The Intel “Beast Canyon” NUC is a gaming PC with an 8 liter chassis and a modular design. You can easily add just about any high-end graphics card (assuming you can get your hands on one these days). But the brains of the computer, including the processor, memory, and storage are all on a removable Intel Compute Element that fits into a PCIe slot in the chassis.
Intel has been selling compact computers under the NUC (Next Unit of Computing) brand since 2013, but the new Beast Canyon model (also called NUC 11 Extreme) is the most powerful to date. It’s also the largest. And it might be the one most geared toward mainstream gamers: I don’t recall ever seeing so many websites publish reviews of a new NUC on the same day.
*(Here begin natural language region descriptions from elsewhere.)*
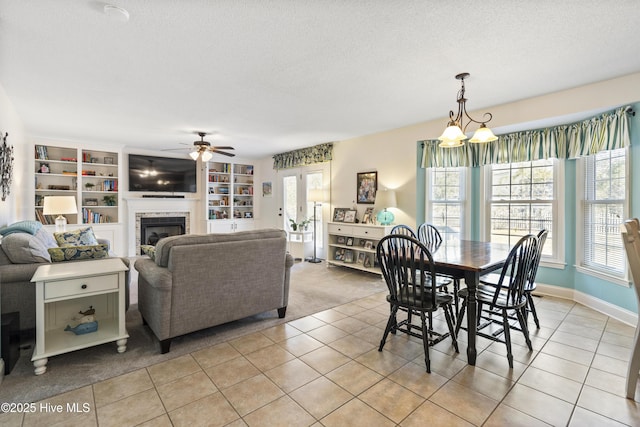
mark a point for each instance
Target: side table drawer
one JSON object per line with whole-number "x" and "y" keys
{"x": 77, "y": 287}
{"x": 340, "y": 229}
{"x": 369, "y": 232}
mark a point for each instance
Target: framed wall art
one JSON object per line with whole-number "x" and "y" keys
{"x": 338, "y": 214}
{"x": 367, "y": 184}
{"x": 349, "y": 215}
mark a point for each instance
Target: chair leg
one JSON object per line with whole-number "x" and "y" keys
{"x": 391, "y": 323}
{"x": 425, "y": 341}
{"x": 456, "y": 288}
{"x": 523, "y": 326}
{"x": 448, "y": 315}
{"x": 507, "y": 336}
{"x": 532, "y": 308}
{"x": 460, "y": 316}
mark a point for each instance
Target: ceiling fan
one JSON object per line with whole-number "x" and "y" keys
{"x": 205, "y": 149}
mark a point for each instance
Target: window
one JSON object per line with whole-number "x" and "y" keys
{"x": 446, "y": 199}
{"x": 604, "y": 209}
{"x": 523, "y": 199}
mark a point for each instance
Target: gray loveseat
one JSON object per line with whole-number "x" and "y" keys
{"x": 198, "y": 281}
{"x": 17, "y": 292}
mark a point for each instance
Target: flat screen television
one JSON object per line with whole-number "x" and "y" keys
{"x": 166, "y": 174}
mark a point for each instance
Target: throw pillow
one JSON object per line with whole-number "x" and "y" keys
{"x": 70, "y": 253}
{"x": 30, "y": 227}
{"x": 79, "y": 237}
{"x": 23, "y": 248}
{"x": 149, "y": 250}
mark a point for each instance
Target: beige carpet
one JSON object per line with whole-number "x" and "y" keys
{"x": 314, "y": 288}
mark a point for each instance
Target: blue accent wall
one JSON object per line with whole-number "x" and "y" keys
{"x": 568, "y": 277}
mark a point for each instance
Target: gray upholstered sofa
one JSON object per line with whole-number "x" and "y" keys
{"x": 20, "y": 256}
{"x": 198, "y": 281}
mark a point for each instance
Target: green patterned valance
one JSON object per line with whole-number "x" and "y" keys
{"x": 305, "y": 156}
{"x": 608, "y": 131}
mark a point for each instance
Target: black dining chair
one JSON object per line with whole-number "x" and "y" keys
{"x": 404, "y": 230}
{"x": 506, "y": 296}
{"x": 530, "y": 286}
{"x": 429, "y": 236}
{"x": 408, "y": 270}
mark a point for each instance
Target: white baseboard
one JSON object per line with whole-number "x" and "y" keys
{"x": 611, "y": 310}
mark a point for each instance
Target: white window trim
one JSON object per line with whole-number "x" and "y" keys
{"x": 615, "y": 279}
{"x": 558, "y": 261}
{"x": 465, "y": 205}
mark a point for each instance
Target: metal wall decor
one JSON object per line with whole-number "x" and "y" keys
{"x": 6, "y": 167}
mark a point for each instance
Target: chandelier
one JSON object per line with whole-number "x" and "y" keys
{"x": 453, "y": 135}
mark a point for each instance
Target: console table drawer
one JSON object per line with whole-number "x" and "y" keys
{"x": 340, "y": 229}
{"x": 77, "y": 287}
{"x": 371, "y": 233}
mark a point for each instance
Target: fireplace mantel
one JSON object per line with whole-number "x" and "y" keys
{"x": 151, "y": 206}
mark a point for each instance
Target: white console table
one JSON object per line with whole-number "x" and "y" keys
{"x": 65, "y": 289}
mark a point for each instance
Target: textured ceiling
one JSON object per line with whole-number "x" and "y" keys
{"x": 269, "y": 76}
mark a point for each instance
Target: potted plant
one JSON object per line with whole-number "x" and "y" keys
{"x": 295, "y": 226}
{"x": 109, "y": 200}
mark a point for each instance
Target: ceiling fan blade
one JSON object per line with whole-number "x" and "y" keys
{"x": 223, "y": 153}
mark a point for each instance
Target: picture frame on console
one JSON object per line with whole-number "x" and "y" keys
{"x": 349, "y": 216}
{"x": 366, "y": 187}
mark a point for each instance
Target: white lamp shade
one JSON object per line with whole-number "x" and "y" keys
{"x": 316, "y": 195}
{"x": 59, "y": 205}
{"x": 452, "y": 133}
{"x": 483, "y": 134}
{"x": 386, "y": 199}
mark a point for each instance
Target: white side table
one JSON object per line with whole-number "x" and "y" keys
{"x": 300, "y": 244}
{"x": 65, "y": 289}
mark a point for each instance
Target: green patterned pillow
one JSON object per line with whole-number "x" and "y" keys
{"x": 71, "y": 253}
{"x": 149, "y": 250}
{"x": 79, "y": 237}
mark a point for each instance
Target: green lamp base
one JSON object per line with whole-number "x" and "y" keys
{"x": 385, "y": 217}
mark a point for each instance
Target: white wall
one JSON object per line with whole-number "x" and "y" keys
{"x": 14, "y": 207}
{"x": 393, "y": 153}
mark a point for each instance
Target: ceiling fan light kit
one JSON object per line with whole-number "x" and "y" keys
{"x": 205, "y": 150}
{"x": 454, "y": 134}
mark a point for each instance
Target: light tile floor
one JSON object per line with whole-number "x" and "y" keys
{"x": 325, "y": 369}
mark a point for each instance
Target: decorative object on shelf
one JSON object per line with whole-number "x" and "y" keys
{"x": 295, "y": 226}
{"x": 6, "y": 167}
{"x": 109, "y": 200}
{"x": 367, "y": 218}
{"x": 316, "y": 195}
{"x": 350, "y": 215}
{"x": 60, "y": 205}
{"x": 83, "y": 328}
{"x": 384, "y": 200}
{"x": 453, "y": 135}
{"x": 367, "y": 184}
{"x": 338, "y": 214}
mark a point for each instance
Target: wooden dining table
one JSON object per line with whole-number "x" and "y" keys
{"x": 468, "y": 260}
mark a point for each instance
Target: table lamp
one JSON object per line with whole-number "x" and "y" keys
{"x": 60, "y": 205}
{"x": 385, "y": 199}
{"x": 316, "y": 195}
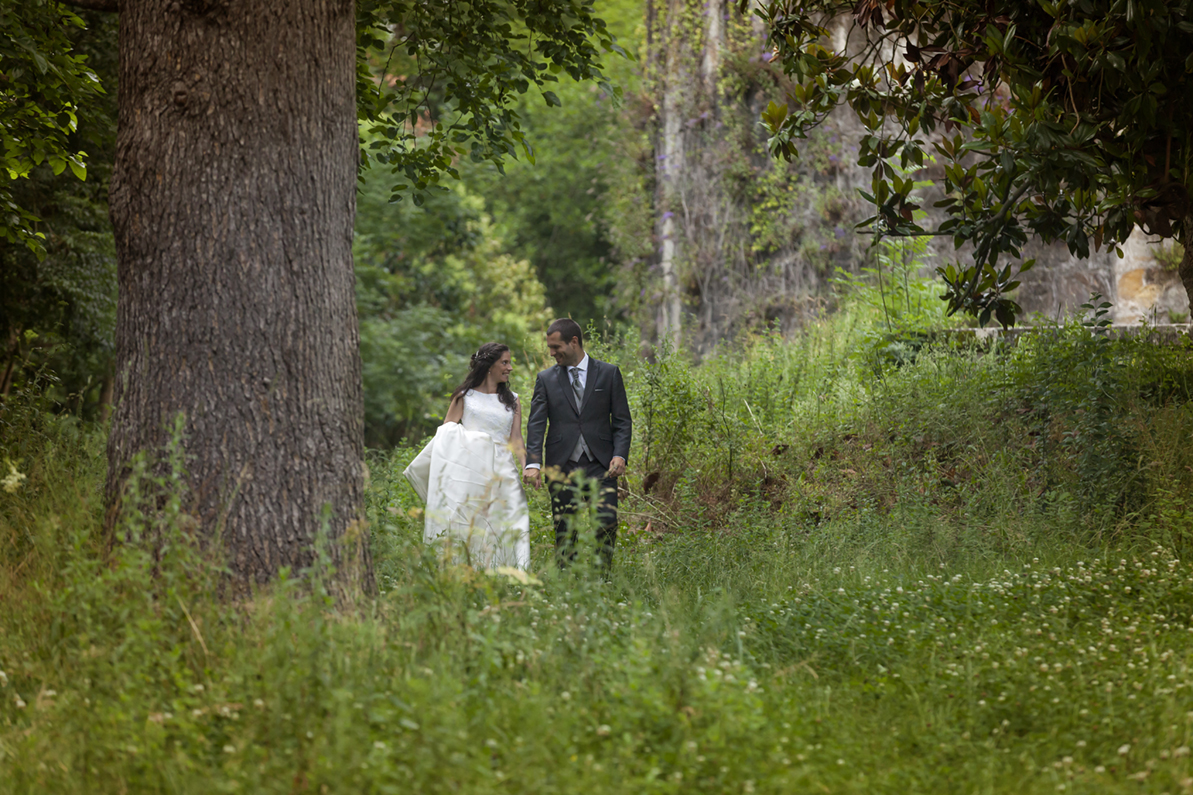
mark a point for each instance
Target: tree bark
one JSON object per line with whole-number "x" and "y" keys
{"x": 233, "y": 202}
{"x": 1186, "y": 267}
{"x": 669, "y": 168}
Here are some of the things I learned from those reviews.
The key thing that sets Intel’s Beast Canyon NUC apart from other gaming computers (and other Intel NUC) models, except for last year’s 5 liter “Ghost Canyon,” is that the heart of the computer is the removable Intel Compute Element.
Intel offers two 11th-gen NUC 11 Extreme Compute Elements that are compatible with Beast Canyon: a Core i7-11700B model and a Core i9-11900KB version. Each is basically its own computer that fits into a PCIe slot.
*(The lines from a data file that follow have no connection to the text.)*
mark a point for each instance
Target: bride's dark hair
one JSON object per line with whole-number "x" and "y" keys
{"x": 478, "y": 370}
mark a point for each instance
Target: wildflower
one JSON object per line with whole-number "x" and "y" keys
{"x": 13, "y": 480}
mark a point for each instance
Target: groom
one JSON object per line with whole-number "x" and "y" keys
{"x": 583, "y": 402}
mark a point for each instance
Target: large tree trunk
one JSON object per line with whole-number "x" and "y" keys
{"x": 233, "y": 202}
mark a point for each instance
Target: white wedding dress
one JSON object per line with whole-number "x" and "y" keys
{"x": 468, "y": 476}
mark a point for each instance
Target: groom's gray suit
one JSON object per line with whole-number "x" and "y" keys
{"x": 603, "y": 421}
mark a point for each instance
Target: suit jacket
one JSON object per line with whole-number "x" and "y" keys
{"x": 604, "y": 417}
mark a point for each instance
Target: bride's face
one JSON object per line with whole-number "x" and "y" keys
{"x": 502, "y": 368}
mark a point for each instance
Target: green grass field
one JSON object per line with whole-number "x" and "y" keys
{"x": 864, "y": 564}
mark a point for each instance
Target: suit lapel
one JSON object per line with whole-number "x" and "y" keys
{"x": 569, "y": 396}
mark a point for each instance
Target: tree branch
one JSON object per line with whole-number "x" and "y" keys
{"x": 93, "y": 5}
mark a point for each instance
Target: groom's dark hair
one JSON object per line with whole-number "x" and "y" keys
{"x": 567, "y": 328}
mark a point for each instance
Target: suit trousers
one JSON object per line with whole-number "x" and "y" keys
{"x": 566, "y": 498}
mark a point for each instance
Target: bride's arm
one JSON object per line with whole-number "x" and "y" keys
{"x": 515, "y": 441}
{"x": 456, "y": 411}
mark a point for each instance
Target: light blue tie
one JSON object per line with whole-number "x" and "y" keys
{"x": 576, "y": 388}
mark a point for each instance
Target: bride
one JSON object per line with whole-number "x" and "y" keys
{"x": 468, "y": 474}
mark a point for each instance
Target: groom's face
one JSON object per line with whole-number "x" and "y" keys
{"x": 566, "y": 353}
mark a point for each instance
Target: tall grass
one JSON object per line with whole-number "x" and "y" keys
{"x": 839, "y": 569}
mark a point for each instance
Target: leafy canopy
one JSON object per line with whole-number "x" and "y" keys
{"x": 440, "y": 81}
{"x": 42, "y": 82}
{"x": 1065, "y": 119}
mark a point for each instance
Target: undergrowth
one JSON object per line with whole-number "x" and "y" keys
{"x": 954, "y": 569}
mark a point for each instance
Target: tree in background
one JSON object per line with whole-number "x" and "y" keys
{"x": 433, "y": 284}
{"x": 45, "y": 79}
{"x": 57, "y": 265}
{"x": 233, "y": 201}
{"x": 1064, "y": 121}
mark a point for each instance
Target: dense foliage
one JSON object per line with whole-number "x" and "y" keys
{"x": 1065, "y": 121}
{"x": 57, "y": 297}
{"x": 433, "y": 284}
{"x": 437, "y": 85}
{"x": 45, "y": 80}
You can take out the Compute Element, open it up, and add up to three M.2 2280 cards or up to 64GB of DDR4 memory, close the module up, and put it back in the computer.
But the chassis itself has a backplane that also supports up to a 350 watt, dual-slot graphics card (like the NVIDIA GeForce RTX 3080 Ti Founder’s Edition), as well as other peripherals including PCIe storage or other cards. There’s also a fourth M.2 slot in the Beast Canyon system that you can use for Intel Optane memory or another SSD.
The modular nature has a few advantages. First, the Compute Element takes up less space than a traditional motherboard. Second, you could buy a Core i7 system and then upgrade to Core i9 down the road if you want more power.
Theoretically you could also buy a system featuring a 11th-gen Intel Tiger Lake processor and then upgrade to next-gen hardware after it’s released. But there’s no guarantee that everything will work in a few years if you invest in Intel’s current-gen modular system.
Last year’s Ghost Canyon NUC, for example, also used Compute Elements. But it was designed for modules with 9th-gen Intel Core processors. Already have a Ghost Canyon system and want to use an 11th-gen Compute Element with it? Intel says it’ll fit, but the company won’t provide support and some things may be an awkward fit: for example, there’s no front panel audio on the new cards.
So buying a Beast Canyon NUC in hopes that you’ll be able to swap out the 11th-gen Intel processor for a 12th or 13th-gen chip in a few years may be a bit of a gamble.
And with that in mind, it’s worth noting that the $1150 starting price for a Beast Canyon NUC with a Core i7 processor is fairly steep, especially considering that you’ll still need to buy a graphics card to get the most of the computer.
You could probably build your own gaming rig for less money. But it probably won’t be as small.
While this year’s model is substantially larger than the Ghost Canyon NUC, it’s still pretty small by gaming desktop standards… while offering enough room for full-sized graphics cards as long as 12 inches, (you needed to find an 8 inch or smaller card for Ghost Canyon).
That allows Intel’s latest gaming computer to come within striking distance of full-sized gaming desktops when it comes to gaming performance and benchmarks. It helps that in addition to having a 650 watt power supply, the system has plenty of cooling (there are three cooling fans built into the side) power to keep the computer from overheating.
One other new feature in this year’s model? Customizable RGB lighting effects let you adjust the look of the bottom of the chassis and the skull logo on the front (you can also just shut off the lights if you don’t want to look at a glowing skull, and Intel provides instructions for making your own custom front panel to replace the skull with other imagery).
Here are some of the first Intel Beast Canyon NUC reviews from around the web:
- Best Gaming Pro
- Hardware Canucks (YouTube)
- PC Magazine
- PC World
- Robtech (YouTube)
- Tom’s Hardware
- The Verge
I still think Intel made a huge mistake by not just following the SHB Express half-size format for the compute element.
It’s an already existing standard for backplane computers like this (so there’s already an ecosystem, although it’s all industrial stuff right now – but an existing standard form factor could be more easily adopted by other manufacturers), it’s the same size, and because it uses the ISA slot orientation instead of the PCI one, the CPU card’s fan isn’t covered by the GPU.
I really don’t know who is going to buy this. You can build a Mini ITX PC for cheaper, and also make it smaller, and more powerful.
There’s some sub-8L Mini ITX cases out there, and you could easily build an i7-11700k system for $300-400 cheaper. Not to mention you get more flexibility with upgrades, and a FAR better CPU cooler.
The whole point of the first two models including Hades canyon is that they were small enough to put in a laptop bag and take it along. These ones, not so much. The fact that you also need to buya GPU means it might as well not exist since your chances of finding one at a reasonable price is zero to none.